More than a decade after Beverly turned down the Community Preservation Act, a group of residents is seeking to build support for the city’s adoption of the law.
The group recently conducted an online community survey and is planning to meet with organizations across the city with a tentative goal of having a proposal placed on the ballot of the November state election.
“There are a lot of good projects in Beverly that we would be able to fund through this initiative,’’ said Robert Buchsbaum, a former member of the city’s Open Space and Recreation Committee and a leader of the advocacy group Community Preservation Beverly.
The act allows cities and towns to levy a property tax surcharge of up to 3 percent to support affordable housing, open space, historic preservation, and recreation initiatives. Currently, 148 Massachusetts cities and towns have adopted the law, 20 in this region.
“We’re not asking residents to pay very much money,’’ said Buchsbaum, whose group estimates its proposal - for a 1 percent surcharge - would cost the average homeowner $42 per year. “It’s money that would be locally used and locally controlled.’’
In 2001 Beverly voters rejected the CPA at a 3 percent surcharge level. As with that proposal, the current one would exempt the first $100,000 of the value of each home. It would also exempt the properties of low-income residents and moderate-income residents over 60.
For Beverly to accept the CPA, the City Council must first vote to place the question on the ballot, where it would then have to be approved by voters. However, the proposal could also reach the ballot through a citizens’ petition.
City Council president Paul M. Guanci said he believes a majority of the council would support the proposal’s being on the ballot.

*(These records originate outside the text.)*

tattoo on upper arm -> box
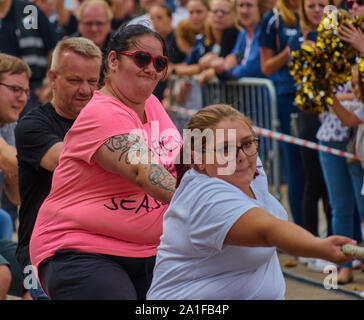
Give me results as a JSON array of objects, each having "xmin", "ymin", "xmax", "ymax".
[{"xmin": 103, "ymin": 134, "xmax": 149, "ymax": 164}]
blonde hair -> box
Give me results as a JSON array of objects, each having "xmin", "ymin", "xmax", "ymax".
[
  {"xmin": 0, "ymin": 53, "xmax": 31, "ymax": 81},
  {"xmin": 77, "ymin": 0, "xmax": 113, "ymax": 21},
  {"xmin": 299, "ymin": 0, "xmax": 333, "ymax": 32},
  {"xmin": 277, "ymin": 0, "xmax": 298, "ymax": 28},
  {"xmin": 175, "ymin": 19, "xmax": 200, "ymax": 47},
  {"xmin": 50, "ymin": 37, "xmax": 102, "ymax": 71},
  {"xmin": 175, "ymin": 104, "xmax": 256, "ymax": 186}
]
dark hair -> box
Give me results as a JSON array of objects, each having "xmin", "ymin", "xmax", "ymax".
[{"xmin": 100, "ymin": 23, "xmax": 168, "ymax": 85}]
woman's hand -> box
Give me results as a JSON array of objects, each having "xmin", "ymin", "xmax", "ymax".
[
  {"xmin": 198, "ymin": 52, "xmax": 218, "ymax": 71},
  {"xmin": 210, "ymin": 57, "xmax": 226, "ymax": 74},
  {"xmin": 318, "ymin": 236, "xmax": 357, "ymax": 266},
  {"xmin": 198, "ymin": 68, "xmax": 216, "ymax": 85},
  {"xmin": 339, "ymin": 22, "xmax": 364, "ymax": 53}
]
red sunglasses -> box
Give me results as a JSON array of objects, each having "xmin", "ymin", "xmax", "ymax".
[
  {"xmin": 345, "ymin": 0, "xmax": 364, "ymax": 9},
  {"xmin": 119, "ymin": 50, "xmax": 168, "ymax": 73}
]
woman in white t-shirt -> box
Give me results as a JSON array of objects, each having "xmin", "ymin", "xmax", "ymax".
[{"xmin": 147, "ymin": 104, "xmax": 356, "ymax": 300}]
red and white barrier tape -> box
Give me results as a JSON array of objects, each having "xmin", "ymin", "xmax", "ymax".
[{"xmin": 168, "ymin": 105, "xmax": 361, "ymax": 162}]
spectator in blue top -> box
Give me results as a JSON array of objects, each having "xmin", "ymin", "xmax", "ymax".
[
  {"xmin": 288, "ymin": 0, "xmax": 333, "ymax": 262},
  {"xmin": 259, "ymin": 0, "xmax": 305, "ymax": 227},
  {"xmin": 198, "ymin": 0, "xmax": 271, "ymax": 84},
  {"xmin": 175, "ymin": 0, "xmax": 239, "ymax": 77}
]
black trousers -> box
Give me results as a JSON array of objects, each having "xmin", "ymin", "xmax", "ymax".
[
  {"xmin": 297, "ymin": 112, "xmax": 332, "ymax": 236},
  {"xmin": 39, "ymin": 249, "xmax": 156, "ymax": 300}
]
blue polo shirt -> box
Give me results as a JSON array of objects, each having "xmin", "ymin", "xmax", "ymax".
[{"xmin": 259, "ymin": 10, "xmax": 300, "ymax": 96}]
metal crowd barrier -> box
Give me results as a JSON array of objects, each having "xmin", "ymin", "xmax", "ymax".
[{"xmin": 167, "ymin": 76, "xmax": 282, "ymax": 200}]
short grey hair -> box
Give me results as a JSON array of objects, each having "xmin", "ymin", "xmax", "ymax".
[{"xmin": 50, "ymin": 37, "xmax": 102, "ymax": 71}]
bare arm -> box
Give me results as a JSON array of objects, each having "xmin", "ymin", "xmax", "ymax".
[
  {"xmin": 54, "ymin": 0, "xmax": 71, "ymax": 26},
  {"xmin": 331, "ymin": 96, "xmax": 363, "ymax": 127},
  {"xmin": 93, "ymin": 134, "xmax": 175, "ymax": 203},
  {"xmin": 40, "ymin": 142, "xmax": 63, "ymax": 172},
  {"xmin": 224, "ymin": 207, "xmax": 355, "ymax": 265},
  {"xmin": 0, "ymin": 138, "xmax": 18, "ymax": 177},
  {"xmin": 260, "ymin": 46, "xmax": 290, "ymax": 77},
  {"xmin": 4, "ymin": 174, "xmax": 20, "ymax": 205},
  {"xmin": 223, "ymin": 54, "xmax": 238, "ymax": 70},
  {"xmin": 0, "ymin": 138, "xmax": 20, "ymax": 204}
]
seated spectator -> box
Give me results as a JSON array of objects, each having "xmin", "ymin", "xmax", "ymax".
[
  {"xmin": 15, "ymin": 37, "xmax": 102, "ymax": 300},
  {"xmin": 150, "ymin": 3, "xmax": 186, "ymax": 100},
  {"xmin": 174, "ymin": 0, "xmax": 239, "ymax": 77},
  {"xmin": 0, "ymin": 54, "xmax": 31, "ymax": 238},
  {"xmin": 198, "ymin": 0, "xmax": 270, "ymax": 84},
  {"xmin": 73, "ymin": 0, "xmax": 113, "ymax": 53}
]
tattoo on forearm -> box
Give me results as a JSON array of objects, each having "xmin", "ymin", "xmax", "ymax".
[{"xmin": 147, "ymin": 164, "xmax": 176, "ymax": 193}]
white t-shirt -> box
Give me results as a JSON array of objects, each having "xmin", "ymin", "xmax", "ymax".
[{"xmin": 147, "ymin": 162, "xmax": 288, "ymax": 300}]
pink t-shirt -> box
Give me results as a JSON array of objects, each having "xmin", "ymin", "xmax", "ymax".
[{"xmin": 30, "ymin": 91, "xmax": 182, "ymax": 268}]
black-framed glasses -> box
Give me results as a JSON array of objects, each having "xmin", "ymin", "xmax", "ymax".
[
  {"xmin": 214, "ymin": 137, "xmax": 259, "ymax": 162},
  {"xmin": 345, "ymin": 0, "xmax": 364, "ymax": 9},
  {"xmin": 119, "ymin": 50, "xmax": 168, "ymax": 73},
  {"xmin": 0, "ymin": 82, "xmax": 30, "ymax": 97}
]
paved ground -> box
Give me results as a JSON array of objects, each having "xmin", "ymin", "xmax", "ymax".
[
  {"xmin": 284, "ymin": 277, "xmax": 360, "ymax": 300},
  {"xmin": 280, "ymin": 252, "xmax": 364, "ymax": 300}
]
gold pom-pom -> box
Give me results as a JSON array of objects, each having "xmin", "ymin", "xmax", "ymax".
[{"xmin": 289, "ymin": 10, "xmax": 363, "ymax": 114}]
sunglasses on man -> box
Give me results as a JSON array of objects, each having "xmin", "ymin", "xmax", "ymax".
[
  {"xmin": 345, "ymin": 0, "xmax": 364, "ymax": 9},
  {"xmin": 119, "ymin": 50, "xmax": 168, "ymax": 73}
]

“I don’t think it’s a bad thing. It’s such a small percentage. It could work out pretty well for a community like Beverly,’’ Guanci said, noting that the city lacks the funds to purchase open space and preserve historic properties.
Although he supports putting it before voters, Guanci said he is personally “on the fence’’ over the proposal because of its tax impact.
Ward 1 Councilor Maureen Troubetaris said she also supports putting the proposal on the ballot, believing it should be “up to the people.’’
Troubetaris said she would probably vote in favor of adopting the law. But she said it is an open question whether voters will embrace it because of the economic hardship many still face.
“They are getting to the end of their ropes,’’ she said.
The current bid to win support for the CPA follows a previous effort in 2010 that was led by some of the same residents. Buchsbaum said the prior campaign lost steam because his group decided the timing wasn’t right.
The current effort began with the online survey. Although conceding it was targeted to groups interested in the types of uses the CPA would fund, Buchsbaum said preliminary results of the survey showed general support for adopting the law.
Should the group decide to seek a ballot vote this November, it would need to secure a vote from the council by June.
“It’s a matter of whether there’s time to put together a credible campaign by November,’ said Buchsbaum, a conservation scientist with Massachusetts Audubon.
Buchsbaum noted that 42 percent of cities and towns have adopted the law.
“This isn’t revolutionary,’’ he said, observing that “a good number of our neighboring towns have adopted it and done some cool projects with the funding they get.’’
“This could support preserving the carriage house at Lynch Park,’’ he said. “It could support protecting lands for open space and connecting existing lands. It could provide more recreational opportunities. It could act as seed money for affordable housing.’’
“CPA funds would help us preserve things that matter to us,’’ said Marilyn McCrory, a member of Community Preservation Beverly and of the Open Space and Recreation Committee.
Proponents also point to dollars the city would receive should it adopt the law.
Local CPA revenues are matched by a state trust fund generated from fees at registries of deeds. Until fiscal 2007, that match was 100 percent, but it has since fallen. In the last distribution round in October, communities got a 26.6 percent first-round match. Communities with 3 percent surcharges received more funds in additional rounds.
“It’s still something,’’ Buschbaum said. “We’re already paying into the trust fund. Why not get something back from it?’’
McCrory said adoption of the CPA would bring the city about $150,000 in state revenues. She said CPA revenues could also provide the local match needed for the city to access other grants.
“For a small investment, we get a big return, revenue that the city missing out on now,’’ said McCrory, a member of the Open Space and Recreation Committee.
Don Preston, president of Habitat for Humanity, North Shore, and a member of Community Preservation Beverly, said he has seen firsthand the benefits of the CPA from his work with Habitat in Peabody.
Peabody has provided affordable housing and historic preservation money from its Community Preservation Fund to help finance Habitat’s project to convert a former industrial site to affordable housing, Preston said.
While adoption of the CPA would add to local taxes, Preston said, residents would get a return on their investment.’’
“It’s things that make Beverly, Beverly. Those are the things that the CPA stands to help,’’ he said.